Zustellung eingestellt?

„Sie haben Post“ – bei jeder Einwahl ins Internet macht diese Meldung darauf aufmerksam, dass irgendwer ein paar Zeilen geschrieben hat. Wer was mitteilen will, sagt’s heute per E-Mail. Im Internetzeitalter ist der Briefkasten an Haustür oder -wand fast ebenso entbehrlich, wie die meisten Dinge, die darin landen: Werbung, Rechnungen, Steuer- und Einberufungsbescheide oder der jüngste Punktestand in der Flensburger Verkehrssünderdatei.

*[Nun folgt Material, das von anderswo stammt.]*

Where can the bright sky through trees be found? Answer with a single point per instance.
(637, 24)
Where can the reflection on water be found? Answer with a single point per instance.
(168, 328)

So stört’s auch nicht, dass die Post heutzutage nicht mehr kurz nach dem Frühstück zugestellt wird, sondern der Kasten oft selbst zum Mittagessen noch leer ist. Stellenabbau hin, zusammengelegte Zustellbezirke her, Geschäfts- wie Privatleute fragen sich, was treibt die (Deutsche) Post mit unserer Post?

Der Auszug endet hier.